To start spinning a web, the spider releases a sticky thread that is blown away with the wind. With some luck, the breeze carries the silken line to a spot where it sticks and the first bridge is formed. The spider carefully crosses along the thin bridge reinforcing it with a second line. She keeps strenghtening the line until it is sturdy enough. After the first horizontal line, the spider makes a loose thread and constructs with a second thread a Y-shaped line. The radius of the web is thus formed and a frame is constructed to attach the other Y-shaped threads to. When this is all done, the spider begins to make the circular threads. The non-sticky construction threads are made before the sticky threads are woven between the circular threads. The spider walks on the dry strands to avoid getting stuck. While attaching the sticky threads to the frame, the main construction thread is cautiously removed by the spider. Then web is completed with non sticky frame and sticky circular threads and the spider can now rest and sit in the centre of the web waiting for the yields of her hard work. A spider and her web arouse greater self-understanding and encourage us to obtain meaning and satisfaction from the complicated framework and interactions of life.

A Horizontal Loom

A Horizontal Loom

To start weaving a rug, the strands of warp are wrapped around the loom, observing not only a specific space between each strand, but also a specific amount of tension on all of them as to avoid wrinkles in the finished product. The weaving  starts at the bottom, as each knot is tied around two adjacent strands of warp. Over each individual row of knots, either one or two shots of weft – in rare cases three – are inserted. In single-weft weaving, the weft loosely goes over and under the alternate warp threads. In double-weft weaving, the first thread of weft is pulled firmly over and under the warps, whereas the second weft sits more loosely on the top. The thickness of warp and weft threads , the color of the weft, and also the type of the weave, are solid indications as to the exact origin of a rug. In a single day, a talented weaver can tie up around 14,000 knots. For a high quality rug, this means only a very few square feet of woven fabric for a whole month of sincere labor. Weaving a rug demands a high degree of skill and patience, as well as a lot of hard work.

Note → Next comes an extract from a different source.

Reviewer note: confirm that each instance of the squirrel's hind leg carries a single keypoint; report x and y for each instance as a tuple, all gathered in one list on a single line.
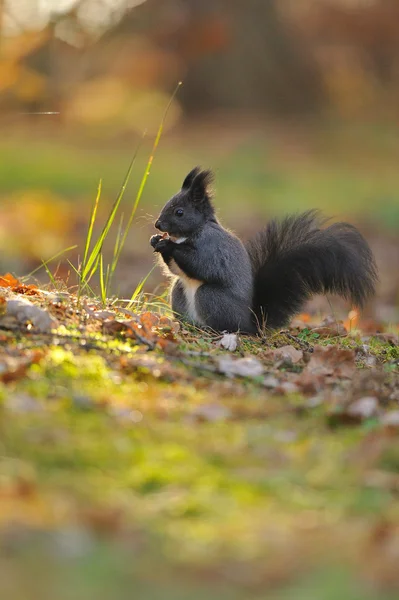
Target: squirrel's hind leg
[(178, 298), (219, 310)]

Both final products of a spider and a weaver need to be properly cared for. Rug owners need to acquire the knowledge necessary for an appropriate maintenance of their rugs, whereas spiders are born with the knowledge to care for their web. Both are truly works of art. In Pablo Picasso’s words: “The artist is a receptacle for the emotions that come from all over the place: from the sky, from the earth, from a scrap of paper, from a passing shape, from a spider’s web.”

, , , , , , , , , , ,

No Comments

Persian Rugs: Abadeh

The town of “Abadeh” is located about 400 miles south of Tehran and on the main road between the cities of Isfahan and Shiraz. Although the history of “Abadeh” goes back to over one thousand years, its development started during the Zand dynasty, when Shiraz was chosen as the nation’s capital.

Persian "Abadeh" with the typical "Heybatlu" design

Persian "Abadeh" with the typical "Heybatlu" design

“Abadeh” has produced some of the best Persian rugs available on the market today. These rugs are normally based on a cotton foundation with a weft of blue color. Two shots of weft are inserted over each sigle row of knots. The pattern consists of small geometric motifs and cypress trees above and under the center medallion with smaller medallions on each corner. This unique design-named Heybatlu- makes them easily recognizable. Although a Persian “Abadeh” rug can be mistaken with a Shiraz, it does have a higher knot count, and the foundation is always cotton as opposed to wool foundation for Shiraz rugs. These rugs usually come in medium sizes and runners with an average KPSI (knots per square inch) of around 140, and are very durable. The pleasing lack of complication in their pattern explains the high demand for “Abadeh” rugs.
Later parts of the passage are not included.